Try generating this report instead:
Please run this report collecting tool so that we can provide a complete analysis: http://omgdebugging.com/bsod-inspector/
When done a Notepad document will open with the name of the file and it's location. (By default it'll be a .zip file located on your Desktop)
Simply upload the .zip file with your next post and we'll move on from there.
If that doesn't work, then do this:
Please go to Start and type in "msinfo32.exe" (without the quotes) and press Enter
Save the report as an .nfo file, then zip up the .nfo file and upload/attach the .zip file with your next post.
Also, save a copy as a .txt file and include it also (it's much more difficult to read, but we have greater success in getting the info from it).

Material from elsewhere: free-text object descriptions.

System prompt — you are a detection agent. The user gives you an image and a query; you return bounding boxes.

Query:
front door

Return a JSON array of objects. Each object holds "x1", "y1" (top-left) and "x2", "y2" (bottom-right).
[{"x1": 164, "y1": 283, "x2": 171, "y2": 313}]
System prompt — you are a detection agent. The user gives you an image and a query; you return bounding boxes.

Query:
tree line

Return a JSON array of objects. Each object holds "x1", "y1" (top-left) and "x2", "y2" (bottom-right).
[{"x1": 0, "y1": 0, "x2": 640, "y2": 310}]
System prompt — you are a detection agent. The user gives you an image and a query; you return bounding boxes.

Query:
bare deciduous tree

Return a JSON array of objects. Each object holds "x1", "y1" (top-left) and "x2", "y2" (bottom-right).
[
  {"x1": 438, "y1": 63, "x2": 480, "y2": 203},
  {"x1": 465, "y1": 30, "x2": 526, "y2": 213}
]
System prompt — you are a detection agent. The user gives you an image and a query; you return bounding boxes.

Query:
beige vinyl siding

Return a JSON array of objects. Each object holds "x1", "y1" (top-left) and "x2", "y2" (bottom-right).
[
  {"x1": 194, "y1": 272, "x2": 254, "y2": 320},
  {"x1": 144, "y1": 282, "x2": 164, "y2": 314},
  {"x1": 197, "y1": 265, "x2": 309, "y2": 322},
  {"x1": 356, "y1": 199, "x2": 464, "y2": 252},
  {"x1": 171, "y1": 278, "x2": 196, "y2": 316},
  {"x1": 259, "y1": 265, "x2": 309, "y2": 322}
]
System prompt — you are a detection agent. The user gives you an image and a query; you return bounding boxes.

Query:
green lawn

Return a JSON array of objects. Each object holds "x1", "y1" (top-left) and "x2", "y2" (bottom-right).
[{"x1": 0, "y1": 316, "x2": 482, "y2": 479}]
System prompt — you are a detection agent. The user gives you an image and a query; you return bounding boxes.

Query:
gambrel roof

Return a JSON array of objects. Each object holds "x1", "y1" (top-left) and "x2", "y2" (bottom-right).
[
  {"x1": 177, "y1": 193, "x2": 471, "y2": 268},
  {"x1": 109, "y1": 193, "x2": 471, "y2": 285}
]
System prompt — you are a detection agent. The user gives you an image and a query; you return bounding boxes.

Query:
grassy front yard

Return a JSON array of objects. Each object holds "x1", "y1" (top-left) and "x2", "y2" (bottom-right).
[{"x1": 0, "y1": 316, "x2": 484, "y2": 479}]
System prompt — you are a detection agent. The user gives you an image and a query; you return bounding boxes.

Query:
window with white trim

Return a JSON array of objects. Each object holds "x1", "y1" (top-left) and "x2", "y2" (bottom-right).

If you're having difficulties with the format, please open an elevated (Run as administrator) Command Prompt and type (or copy/paste) "msinfo32 /nfo %USERPROFILE%\Desktop\TEST.NFO" (without the quotes) and press Enter. Then navigate to Desktop to retrieve the TEST.NFO file. If you have difficulties with making this work, please post back. Then zip up the .nfo file and upload/attach the .zip file with your next post.
Please open an elevated (Run as administrator) Command Prompt and type (or copy/paste) "systeminfo.exe >%USERPROFILE%\Desktop\systeminfo.txt" (without the quotes) and press Enter. Then navigate to Desktop to retrieve the syteminfo.txt file. If you have difficulties with making this work, please post back. Then zip up the .txt file and upload/attach the .zip file with your next post.
A BSOD problem from Norton isn't a criticism of the Norton program. It's a statement that the memory dumps have pointed to Norton drivers as being to blame.
For example, one of the memory dumps stated:
Probably caused by :EX64.SYS ( EX64+12d996 )
This is a driver that belongs to Norton.
If you look for the "Probably caused by" string in the memory dumps concealed by the Show/Hide tags, you'll see that at least 6 of them blame Norton drivers.
All programs have the potential to become corrupted (which is what I suspect here). There's also many other possible reasons for why this would happen - but we don't often get into discovering why it happened (as long as we fix it).
Uninstalling your Norton will tell you if that is the problem.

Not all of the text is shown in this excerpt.